DIRECT-TO-CONSUMER (DTC) health and medical tests are risking people's health and wellbeing, argued a team of Australian and international experts in a paper published yesterday in the BMJ.
Better information and regulation are essential to protect consumers from potential harms of these tests, the authors of the paper said.
The tests, including hormone tests and food sensitivity tests, may cause harm from unnecessary worry, providing a false sense of security or leading people to use supplements and treatments they don't need and that may themselves cause harm.
Tests that claim to detect over 50 cancers before symptoms appear are currently being marketed in the US, but are more likely to detect cancers at an advanced stage, thereby limiting their benefits.
In Australia, more than 40% of DTC tests marketed online were sold as "health checks", and while these tests may tell people if their one-off reading is not within the "normal" range, they don't tell you if this means anything clinically.
One example the paper highlighted was testosterone tests, which are often targeted at male bodybuilders for "optimising" testosterone levels and can be misused to justify unsafe supplementation.

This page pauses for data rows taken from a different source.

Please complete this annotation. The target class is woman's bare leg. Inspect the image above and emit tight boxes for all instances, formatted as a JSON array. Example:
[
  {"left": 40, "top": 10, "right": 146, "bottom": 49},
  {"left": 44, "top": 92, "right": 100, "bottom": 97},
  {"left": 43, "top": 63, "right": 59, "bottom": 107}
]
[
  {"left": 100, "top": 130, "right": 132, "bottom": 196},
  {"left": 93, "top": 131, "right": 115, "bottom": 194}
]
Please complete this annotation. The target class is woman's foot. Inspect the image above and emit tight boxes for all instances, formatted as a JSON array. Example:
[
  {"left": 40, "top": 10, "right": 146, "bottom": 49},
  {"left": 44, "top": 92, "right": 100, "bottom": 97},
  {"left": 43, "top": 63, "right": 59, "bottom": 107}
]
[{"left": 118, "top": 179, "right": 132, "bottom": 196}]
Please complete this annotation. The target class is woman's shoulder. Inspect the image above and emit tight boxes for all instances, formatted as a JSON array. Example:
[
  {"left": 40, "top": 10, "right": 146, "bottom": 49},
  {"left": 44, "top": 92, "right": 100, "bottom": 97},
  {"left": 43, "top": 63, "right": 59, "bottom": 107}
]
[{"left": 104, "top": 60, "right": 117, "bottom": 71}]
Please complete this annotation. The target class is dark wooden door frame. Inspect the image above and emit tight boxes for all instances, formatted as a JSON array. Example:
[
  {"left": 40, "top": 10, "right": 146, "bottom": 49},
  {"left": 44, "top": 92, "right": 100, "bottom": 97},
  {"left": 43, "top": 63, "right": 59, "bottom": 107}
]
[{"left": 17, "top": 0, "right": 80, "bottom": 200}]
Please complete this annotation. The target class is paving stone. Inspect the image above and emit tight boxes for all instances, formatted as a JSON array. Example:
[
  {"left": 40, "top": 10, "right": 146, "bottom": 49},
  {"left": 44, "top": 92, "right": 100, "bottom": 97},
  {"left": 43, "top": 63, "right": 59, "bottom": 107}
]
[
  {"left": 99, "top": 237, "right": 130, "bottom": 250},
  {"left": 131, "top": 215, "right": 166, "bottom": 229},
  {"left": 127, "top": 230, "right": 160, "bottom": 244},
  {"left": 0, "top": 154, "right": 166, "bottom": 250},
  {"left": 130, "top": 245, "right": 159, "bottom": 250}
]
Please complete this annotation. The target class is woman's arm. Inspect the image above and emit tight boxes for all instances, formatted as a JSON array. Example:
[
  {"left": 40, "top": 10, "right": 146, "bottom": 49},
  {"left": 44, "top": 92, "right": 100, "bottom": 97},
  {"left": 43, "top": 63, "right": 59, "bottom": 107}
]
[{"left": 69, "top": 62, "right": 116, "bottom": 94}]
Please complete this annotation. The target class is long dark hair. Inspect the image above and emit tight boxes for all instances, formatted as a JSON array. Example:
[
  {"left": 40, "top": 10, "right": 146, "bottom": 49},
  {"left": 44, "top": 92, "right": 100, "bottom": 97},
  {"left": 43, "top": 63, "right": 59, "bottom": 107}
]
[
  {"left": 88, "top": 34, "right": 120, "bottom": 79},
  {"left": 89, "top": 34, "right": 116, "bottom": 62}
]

Hormone tests for women that claim to indicate menopause or chance of conceiving have poor accuracy and may provide incorrect or misleading information to women about fertility or symptoms, they pointed out, adding that the accuracy of HIV self-testing is also problematic.
On the other hand, there are tests such as the self-test kit for chlamydia and gonorrhoea recently approved by the TGA (PD 21 Nov) that can potentially lead to better outcomes by increasing the likelihood of earlier detection.
The researchers said that information provided with the product or in marketing material is sometimes incomplete, misleading or false, giving consumers a false basis for health decisions.
"Clearly, current regulatory frameworks are inadequate in responding to the new ways in which DTC tests are being sold and used," noted the authors.
The report called for more accountability on the part of suppliers, and for regulators to broaden concepts of harm to include financial burden, psychological and physical harm, overdiagnosis and ineffective diagnosis associated with DTC tests.